Using the Peripheral, Private peripheral bus, or Vendor-specific memory areas can lead to unpredictable behavior in some systems.
This is because the processor uses different interfaces for load/store instructions and vector fetch in these memory areas.
If the vector table is located in a region of memory that is cacheable, you must treat any load or store to the vector as self-modifying code and use cache maintenance instructions to synchronize the update to the data and instruction caches
If code in ITCM:
Core → ITCM (direct, no cache, deterministic)
If code in MAIN RAM:
Core → I-Cache → AXI → NoC → MAIN RAM
If code in HyperRAM:
Core → I-Cache → AXI → NoC → qSPI → HyperBus → HyperRAM
This path is:
- Longer
- Higher latency
- Dependent on qSPI configuration
- Dependent on burst mode
- Dependent on dummy cycles
Executing from HyperRAM means:
- Instruction fetch goes through I-Cache
- Cache miss triggers AXI burst
- AXI request goes through NoC
- Hits qSPI
- qSPI translates to HyperBus transaction
- HyperRAM returns data
If any of these is misconfigured:
- wrong latency
- no burst
- MPU region wrong
- cache disabled
- qSPI not in memory-mapped mode
→ HardFault / IBUSERR / PRECISERR
If your Cortex-M7 (ARMv7-M) crashes when executing code from HyperRAM, this is almost always a cache + MPU + memory attribute issue — not the CPU itself.

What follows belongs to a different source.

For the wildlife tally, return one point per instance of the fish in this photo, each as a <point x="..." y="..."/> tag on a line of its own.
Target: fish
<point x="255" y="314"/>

MPU not configured for executable memory
By default:
- External memory may be marked XN (Execute Never)
- Or as Device memory
- Or as Strongly Ordered
If MPU region is wrong → HardFault on first instruction fetch
Check:
- CFSR
- HFSR
- MMFSR
I-Cache enabled but memory marked non-cacheable
If:
- I-Cache ON
- HyperRAM region is Normal memory but incorrectly configured
You can get:
- Prefetch abort
- Bus fault
- Random crash
HyperRAM latency too slow for instruction fetch
HyperRAM is:
- High latency
- External
- Variable latency (refresh inside device)
- Instruction fetch is very timing sensitive.
If:
- Controller not configured for burst
- Latency too low
- Wrong dummy cycles
CPU fetch → invalid instruction → crash.
D-Cache coherence issue
If code was copied to HyperRAM D-Cache was not cleaned then execution jumps there and CPU fetches stale data.
You should:
SCB_CleanDCache_by_Addr(...)
SCB_InvalidateICache();
__DSB();
__ISB();
before jumping.
HyperRAM controller not configured for memory-mapped mode
Many OctoSPI/HyperBus controllers require:
- Memory-mapped mode enabled
- Proper wrap/burst configuration
- Linear addressing mode
If not → instruction fetch = garbage.